SpikeInterface / spikeinterface

A Python-based module for creating flexible and robust spike sorting pipelines.
https://spikeinterface.readthedocs.io
MIT License
531 stars 188 forks source link

Possible issue in whitening procedure? #3510

Open LeMuellerGuy opened 3 weeks ago

LeMuellerGuy commented 3 weeks ago

Hello everyone,

I am currently running spikeinterface 0.101.2 to process some MaxTwo data. I concatenated some recording segments and centered the data, as I assumed it might be relevant to the issue but it doesn't change the outcome. In the process of running SpykingCircus2 I get an error with the attached error trace basically telling me that the whitening procedure of sklearn has a type mismatch. I have checked that my data is properly conditioned (no nan values, non-singular covariance matrix). I have also found out that if I step in and use the debugging console to change the dtype of the data array to float64 (i.e. the requested double type) it works fine. I have also tried my hand at finding the root cause in the sklearn method but didn't have much success. However, I found out that the procedure causing the issue runs fine for what I assume are all but one iteration and then crashes on the last pass, but I was unable to figure out what might cause the difference that makes it crash.

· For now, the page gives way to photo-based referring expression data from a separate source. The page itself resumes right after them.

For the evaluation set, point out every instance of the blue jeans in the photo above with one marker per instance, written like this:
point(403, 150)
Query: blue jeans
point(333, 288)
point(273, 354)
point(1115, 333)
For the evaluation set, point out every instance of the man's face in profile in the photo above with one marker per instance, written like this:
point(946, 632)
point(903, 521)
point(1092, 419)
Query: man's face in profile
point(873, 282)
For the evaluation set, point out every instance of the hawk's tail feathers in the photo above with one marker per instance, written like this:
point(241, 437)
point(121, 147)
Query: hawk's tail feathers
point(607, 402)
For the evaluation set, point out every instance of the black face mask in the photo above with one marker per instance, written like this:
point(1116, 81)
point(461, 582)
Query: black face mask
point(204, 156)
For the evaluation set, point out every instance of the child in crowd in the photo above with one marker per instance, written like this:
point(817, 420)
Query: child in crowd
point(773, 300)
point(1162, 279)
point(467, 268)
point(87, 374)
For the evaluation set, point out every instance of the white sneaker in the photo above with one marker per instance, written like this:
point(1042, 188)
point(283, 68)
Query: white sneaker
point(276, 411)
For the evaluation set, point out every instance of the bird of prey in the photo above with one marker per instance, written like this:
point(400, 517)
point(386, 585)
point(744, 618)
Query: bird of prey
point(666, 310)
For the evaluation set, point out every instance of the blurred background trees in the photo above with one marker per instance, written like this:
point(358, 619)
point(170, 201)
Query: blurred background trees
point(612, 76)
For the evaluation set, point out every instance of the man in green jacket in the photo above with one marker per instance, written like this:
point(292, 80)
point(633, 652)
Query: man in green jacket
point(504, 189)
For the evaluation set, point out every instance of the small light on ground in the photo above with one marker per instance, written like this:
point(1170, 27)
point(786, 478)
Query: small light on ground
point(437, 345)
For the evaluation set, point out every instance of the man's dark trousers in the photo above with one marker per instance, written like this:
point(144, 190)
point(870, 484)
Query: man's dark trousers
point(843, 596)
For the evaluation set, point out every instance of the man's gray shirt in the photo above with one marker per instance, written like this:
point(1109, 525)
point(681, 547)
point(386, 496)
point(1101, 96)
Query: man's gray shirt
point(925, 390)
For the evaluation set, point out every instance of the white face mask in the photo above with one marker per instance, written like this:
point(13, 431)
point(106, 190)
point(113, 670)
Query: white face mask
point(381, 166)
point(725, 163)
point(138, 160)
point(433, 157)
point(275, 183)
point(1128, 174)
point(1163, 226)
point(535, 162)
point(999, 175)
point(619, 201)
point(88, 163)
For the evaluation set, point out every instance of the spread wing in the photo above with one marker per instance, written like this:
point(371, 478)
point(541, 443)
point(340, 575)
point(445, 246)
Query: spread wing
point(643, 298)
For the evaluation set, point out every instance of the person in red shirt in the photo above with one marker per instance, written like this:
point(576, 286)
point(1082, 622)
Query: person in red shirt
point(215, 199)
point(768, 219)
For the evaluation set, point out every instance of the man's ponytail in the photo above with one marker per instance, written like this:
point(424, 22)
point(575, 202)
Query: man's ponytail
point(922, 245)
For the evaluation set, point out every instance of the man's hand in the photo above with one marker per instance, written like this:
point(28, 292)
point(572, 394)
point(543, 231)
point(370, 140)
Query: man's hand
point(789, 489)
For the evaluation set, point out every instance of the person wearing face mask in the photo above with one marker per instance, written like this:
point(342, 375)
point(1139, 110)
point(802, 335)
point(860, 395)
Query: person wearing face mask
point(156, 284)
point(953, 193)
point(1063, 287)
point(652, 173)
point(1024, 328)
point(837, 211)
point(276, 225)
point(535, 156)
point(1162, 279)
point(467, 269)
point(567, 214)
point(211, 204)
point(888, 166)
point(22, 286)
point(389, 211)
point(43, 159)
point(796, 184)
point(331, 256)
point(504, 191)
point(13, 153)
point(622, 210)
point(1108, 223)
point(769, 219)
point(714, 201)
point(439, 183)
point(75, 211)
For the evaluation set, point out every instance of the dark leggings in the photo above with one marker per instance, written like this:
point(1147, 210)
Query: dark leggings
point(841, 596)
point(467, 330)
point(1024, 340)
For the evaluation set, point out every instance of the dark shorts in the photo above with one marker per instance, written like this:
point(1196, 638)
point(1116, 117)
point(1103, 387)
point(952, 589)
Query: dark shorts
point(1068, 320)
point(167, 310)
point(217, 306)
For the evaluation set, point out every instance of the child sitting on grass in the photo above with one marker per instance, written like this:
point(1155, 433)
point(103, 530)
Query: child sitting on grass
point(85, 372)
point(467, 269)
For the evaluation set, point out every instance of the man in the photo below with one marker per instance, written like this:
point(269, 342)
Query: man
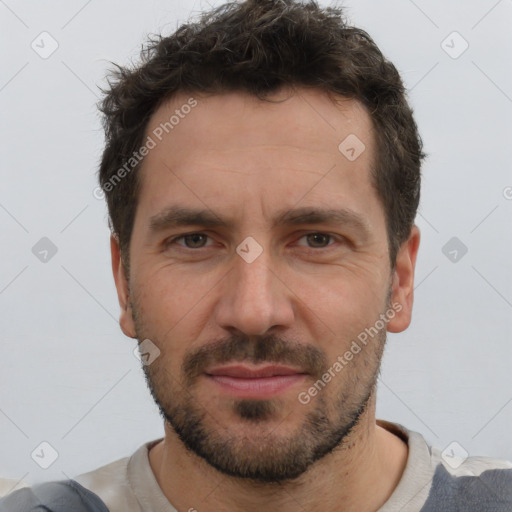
point(262, 174)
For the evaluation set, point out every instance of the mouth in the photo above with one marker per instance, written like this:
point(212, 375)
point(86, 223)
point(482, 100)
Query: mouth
point(255, 382)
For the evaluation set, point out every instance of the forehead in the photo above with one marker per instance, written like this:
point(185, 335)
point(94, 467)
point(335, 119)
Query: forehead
point(235, 150)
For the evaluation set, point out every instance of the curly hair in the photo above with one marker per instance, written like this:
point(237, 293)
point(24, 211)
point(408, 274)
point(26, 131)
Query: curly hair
point(259, 46)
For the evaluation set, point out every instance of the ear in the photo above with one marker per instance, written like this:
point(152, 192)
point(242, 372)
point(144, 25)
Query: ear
point(403, 282)
point(126, 317)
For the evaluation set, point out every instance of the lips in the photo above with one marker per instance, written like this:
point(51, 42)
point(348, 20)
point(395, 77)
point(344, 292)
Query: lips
point(245, 372)
point(255, 382)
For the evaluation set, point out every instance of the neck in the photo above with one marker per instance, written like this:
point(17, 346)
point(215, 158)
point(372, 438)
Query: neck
point(360, 475)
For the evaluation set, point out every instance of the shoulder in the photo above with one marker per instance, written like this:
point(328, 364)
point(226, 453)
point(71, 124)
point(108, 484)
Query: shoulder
point(476, 484)
point(61, 496)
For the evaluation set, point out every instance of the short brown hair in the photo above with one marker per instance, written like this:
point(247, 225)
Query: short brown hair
point(259, 46)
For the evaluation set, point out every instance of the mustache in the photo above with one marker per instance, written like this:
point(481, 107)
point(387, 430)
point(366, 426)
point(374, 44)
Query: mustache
point(250, 349)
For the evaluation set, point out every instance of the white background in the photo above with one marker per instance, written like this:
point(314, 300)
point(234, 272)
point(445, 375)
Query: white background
point(68, 375)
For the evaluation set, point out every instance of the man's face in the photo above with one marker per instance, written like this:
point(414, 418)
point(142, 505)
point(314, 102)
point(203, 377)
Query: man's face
point(266, 282)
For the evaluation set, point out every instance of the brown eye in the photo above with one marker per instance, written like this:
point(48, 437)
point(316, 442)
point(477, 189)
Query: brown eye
point(192, 240)
point(318, 239)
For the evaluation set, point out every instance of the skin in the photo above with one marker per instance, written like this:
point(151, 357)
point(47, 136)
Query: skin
point(245, 160)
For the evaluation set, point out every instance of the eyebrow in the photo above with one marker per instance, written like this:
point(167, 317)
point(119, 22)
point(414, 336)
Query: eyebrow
point(175, 216)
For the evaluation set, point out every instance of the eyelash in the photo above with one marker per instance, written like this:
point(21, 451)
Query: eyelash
point(331, 238)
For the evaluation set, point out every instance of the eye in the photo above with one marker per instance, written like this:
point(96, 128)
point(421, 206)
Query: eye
point(318, 240)
point(192, 240)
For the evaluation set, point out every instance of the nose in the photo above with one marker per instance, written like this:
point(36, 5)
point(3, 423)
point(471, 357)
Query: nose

Maybe anyone here has an idea what causes this issue?

The error trace:

sorting = run_sorter(sorter.sorter_name, rec.Extractor, folder = folder, verbose = True, remove_existing_folder=overwrite, **params)    
              ^^^^^^^^^^^^^^^^^^^^^^^^^^^^^^^^^^^^^^^^^^^^^^^^^^^^^^^^^^^^^^^^^^^^^^^^^^^^^^^^^^^^^^^^^^^^^^^^^^^^^^^^^^^^^^^^^^^^^^^^^^    
  File "C:\ProgramData\mambaforge\envs\maxwelltesting\Lib\site-packages\spikeinterface\sorters\runsorter.py", line 199, in run_sorter       
    return run_sorter_local(**common_kwargs)
           ^^^^^^^^^^^^^^^^^^^^^^^^^^^^^^^^^
  File "C:\ProgramData\mambaforge\envs\maxwelltesting\Lib\site-packages\spikeinterface\sorters\runsorter.py", line 261, in run_sorter_local 
    SorterClass.run_from_folder(folder, raise_error, verbose)
  File "C:\ProgramData\mambaforge\envs\maxwelltesting\Lib\site-packages\spikeinterface\sorters\basesorter.py", line 301, in run_from_folder
    raise SpikeSortingError(
spikeinterface.sorters.utils.misc.SpikeSortingError: Spike sorting error trace:
Traceback (most recent call last):
  File "C:\ProgramData\mambaforge\envs\maxwelltesting\Lib\site-packages\spikeinterface\sorters\basesorter.py", line 261, in run_from_folder
    SorterClass._run_from_folder(sorter_output_folder, sorter_params, verbose)
  File "C:\ProgramData\mambaforge\envs\maxwelltesting\Lib\site-packages\spikeinterface\sorters\internal\spyking_circus2.py", line 152, in _run_from_folder
    recording_w = whiten(recording_f, mode="local", radius_um=radius_um, dtype="float32", regularize=True)
                  ^^^^^^^^^^^^^^^^^^^^^^^^^^^^^^^^^^^^^^^^^^^^^^^^^^^^^^^^^^^^^^^^^^^^^^^^^^^^^^^^^^^^^^^^
  File "C:\ProgramData\mambaforge\envs\maxwelltesting\Lib\site-packages\spikeinterface\preprocessing\whiten.py", line 84, in __init__
    W, M = compute_whitening_matrix(
           ^^^^^^^^^^^^^^^^^^^^^^^^^
  File "C:\ProgramData\mambaforge\envs\maxwelltesting\Lib\site-packages\spikeinterface\preprocessing\whiten.py", line 209, in compute_whitening_matrix
    estimator.fit(data)
  File "C:\ProgramData\mambaforge\envs\maxwelltesting\Lib\site-packages\sklearn\base.py", line 1473, in wrapper
    return fit_method(estimator, *args, **kwargs)
           ^^^^^^^^^^^^^^^^^^^^^^^^^^^^^^^^^^^^^^
  File "C:\ProgramData\mambaforge\envs\maxwelltesting\Lib\site-packages\sklearn\covariance\_graph_lasso.py", line 1109, in fit
    self.covariance_, self.precision_, self.costs_, self.n_iter_ = _graphical_lasso(
                                                                   ^^^^^^^^^^^^^^^^^
  File "C:\ProgramData\mambaforge\envs\maxwelltesting\Lib\site-packages\sklearn\covariance\_graph_lasso.py", line 139, in _graphical_lasso
    coefs, _, _, _ = cd_fast.enet_coordinate_descent_gram(
                     ^^^^^^^^^^^^^^^^^^^^^^^^^^^^^^^^^^^^^
  File "_cd_fast.pyx", line 569, in sklearn.linear_model._cd_fast.enet_coordinate_descent_gram
ValueError: Buffer dtype mismatch, expected 'const double' but got 'float'
zm711 commented 3 weeks ago

We are having an ongoing discussion on the whitening here. But I'll tag @yger since he runs SC2 in case he has other ideas.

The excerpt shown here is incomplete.